Die meisten Spitäler investieren mittlerweile in Spiritual Care. Die reformierten Kirchen erweitern aktuell ihr Angebot an «Letzte-Hilfe-Kursen» für Angehörige. Dabei geht es auch um Kompetenz im Sprechen über Sterben und Tod. Weiter investiert wird auch in die Forschung am Lehrstuhl Spiritual Care der Universität Zürich.
Wo das Dorf noch gemeinsam trauert
Die Auseinandersetzung mit dem Tod in der Gemeinschaft hat eine weit zurückreichende Tradition. Das sieht, wer ins Bündner Dorf Vrin kommt: Hier steht eines der bekanntesten Beinhäuser der Schweiz.
Eingemauerte Totenschädel an der Aussenwand mahnen uns, dass wir alle einmal sterben werden: Memento Mori!
Ihre Toten bahrten die Vriner Familien früher daheim auf. Die Dorfgemeinschaft kamen zum Trauern vorbei.
Heute sind die Familien weit verstreut. Die Menschen sterben nur noch selten im Dorf, sondern zunehmend auswärts im Spital oder Altersheim. An der Tradition vom gemeinschaftlichen Trauern wollte die Vriner Bevölkerung aber festhalten: Sie wünschte sich eine öffentliche Aufbahrungskappelle.
Der Vriner Star-Architekt Gion A. Caminada bekam den Auftrag. Er wollte einen Ort für die Toten ebenso wie für die Lebenden schaffen. 2003 eröffnete Vrin seine «Stiva da Morts», eine moderne Totenstube neben dem barocken Beinhaus.
Nebst Aufbahrungsraum im unteren Stock gibt es oben einen Aufenthaltsraum: Eine Kochnische, ein langer Tisch und ein Sofa laden zum Verweilen ein. «Hier kann man auch Musik oder einen Witz machen», erzählt Caminada.
Auch dem Architekten ist es wichtig, dass der Tod nicht verdrängt und anonymisiert wird. «Tod und Trauer gehören in den Alltag integriert», sagt Caminada. Hierfür biete die Totenstube Raum.
Individualisierung des Sterbens
Tatsächlich wird die Vriner Totenstube aber immer seltener genutzt: «Letztes Jahr hatten wir keinen einzigen Todesfall», sagt Caminada. «Immer mehr Menschen wählen die Urnenbestattung», sagt Dorfpfarrer Dirk Jasinski. Der römisch-katholische Geistliche gibt zu, dass unterdessen mehr Architekturstudierende in die Stiva kommen als Trauernde.

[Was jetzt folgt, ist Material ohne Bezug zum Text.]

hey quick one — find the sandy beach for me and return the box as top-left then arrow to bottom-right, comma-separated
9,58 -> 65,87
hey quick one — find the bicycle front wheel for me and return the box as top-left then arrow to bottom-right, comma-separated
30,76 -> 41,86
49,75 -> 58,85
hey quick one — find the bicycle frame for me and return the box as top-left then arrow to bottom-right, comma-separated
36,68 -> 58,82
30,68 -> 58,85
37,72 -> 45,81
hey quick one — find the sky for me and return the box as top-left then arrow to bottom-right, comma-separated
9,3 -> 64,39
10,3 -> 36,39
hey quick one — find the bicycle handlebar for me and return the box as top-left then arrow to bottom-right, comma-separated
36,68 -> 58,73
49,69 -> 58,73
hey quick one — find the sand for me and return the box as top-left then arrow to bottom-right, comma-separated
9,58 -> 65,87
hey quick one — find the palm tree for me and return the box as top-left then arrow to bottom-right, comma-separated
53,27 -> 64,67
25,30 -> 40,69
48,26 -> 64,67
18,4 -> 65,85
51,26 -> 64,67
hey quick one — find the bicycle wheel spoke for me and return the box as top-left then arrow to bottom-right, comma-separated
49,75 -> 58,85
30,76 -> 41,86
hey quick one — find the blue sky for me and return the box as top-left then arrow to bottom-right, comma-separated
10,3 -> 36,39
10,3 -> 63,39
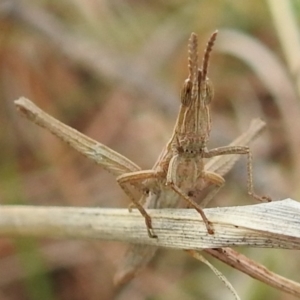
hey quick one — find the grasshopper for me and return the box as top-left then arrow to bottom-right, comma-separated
115,32 -> 220,237
117,31 -> 269,238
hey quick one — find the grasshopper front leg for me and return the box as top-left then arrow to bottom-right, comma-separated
166,155 -> 219,235
117,170 -> 159,238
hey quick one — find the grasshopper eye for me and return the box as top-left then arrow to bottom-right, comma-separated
203,78 -> 214,105
180,79 -> 193,106
198,70 -> 213,105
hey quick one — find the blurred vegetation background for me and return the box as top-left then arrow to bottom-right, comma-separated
0,0 -> 300,299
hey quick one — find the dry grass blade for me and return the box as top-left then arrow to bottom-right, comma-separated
0,199 -> 299,296
205,247 -> 300,297
0,200 -> 299,249
15,97 -> 141,177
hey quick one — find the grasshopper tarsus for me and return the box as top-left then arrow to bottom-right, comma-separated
132,204 -> 158,238
142,207 -> 157,238
143,212 -> 157,238
146,222 -> 158,239
128,201 -> 157,238
263,196 -> 272,202
248,192 -> 272,203
128,203 -> 135,212
191,205 -> 214,235
167,182 -> 215,235
194,205 -> 215,235
206,222 -> 214,235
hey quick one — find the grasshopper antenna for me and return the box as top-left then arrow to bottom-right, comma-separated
201,30 -> 218,82
188,32 -> 199,104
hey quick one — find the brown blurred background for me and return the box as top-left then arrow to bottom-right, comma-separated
0,0 -> 300,299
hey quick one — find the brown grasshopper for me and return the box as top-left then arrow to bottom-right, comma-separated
117,31 -> 269,238
115,32 -> 220,237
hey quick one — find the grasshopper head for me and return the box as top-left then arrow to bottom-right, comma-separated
176,31 -> 218,156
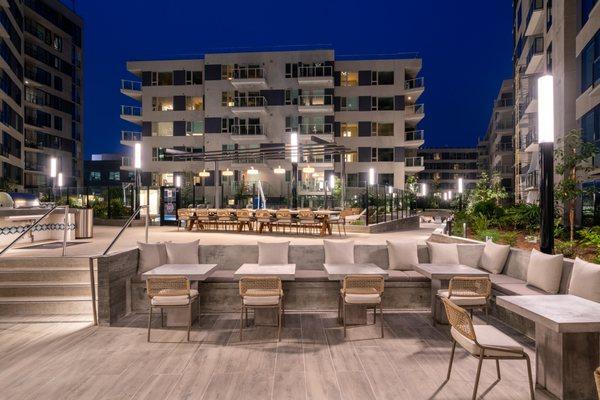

«Die Menschen bringen die Urne immer erst am Tag der Bestattung. Vielleicht ist das einfach praktischer», kommentiert Pfarrer Jasinski den Wandel. «Allerdings verkürzt sich so auch die Zeit des gemeinschaftlichen Trauerns.». Solch eine gemeinsame Zeit könne einer Familie auch Halt geben.
Neue Traditionen zu lancieren ist also nicht so einfach. Und alte Traditionen, mit dem Tod umzugehen, haben es aktuell schwer wegen der pandemiebedingten Versammlungsbeschränkungen.
Der Pfarrer und seine Toten
Ein noch älteres Beinhaus aus dem Jahr 1514 steht im Oberwalliser Dorf Naters. Auf dem Weg zur Kirche gehen die meisten Menschen daran vorbei. Viele entzünden dort eine Kerze.
Unten im zweistöckigen Beinhaus liegen über 30'000 Totenschädel. Das seien alles «seine» verstorbenen Pfarreimitglieder, betont Priester Jean-Pierre Brunner. Denn für ihn gehören die Seelen der Verstorbenen zur Gemeinde dazu.
An die Lebenden verschickt Jean-Pierre Brunner täglich ein tröstliches Gebet über WhatsApp. Seine Messen in der Mauritius-Kirche überträgt er auf Youtube.
Aktuell erteilt der Walliser Priester auf Youtube seinen Jodelsegen , so auch am Totengedenktag «Allerseelen». Er versucht so, das Brauchtum ins Online-Zeitalter zu transformieren.
Umarmungen lassen sich nicht digitalisieren
Trotzdem sei das lange nicht dasselbe. Gerade bei Todesfällen fehle jetzt, zu Corona-Zeiten, die echte Gemeinschaft und deren gemeinschaftliche Totenrituale, sagt Brunner.
Zu echtem Beistand gehöre eben auch enger Kontakt. Umarmungen lassen sich nicht digitalisieren.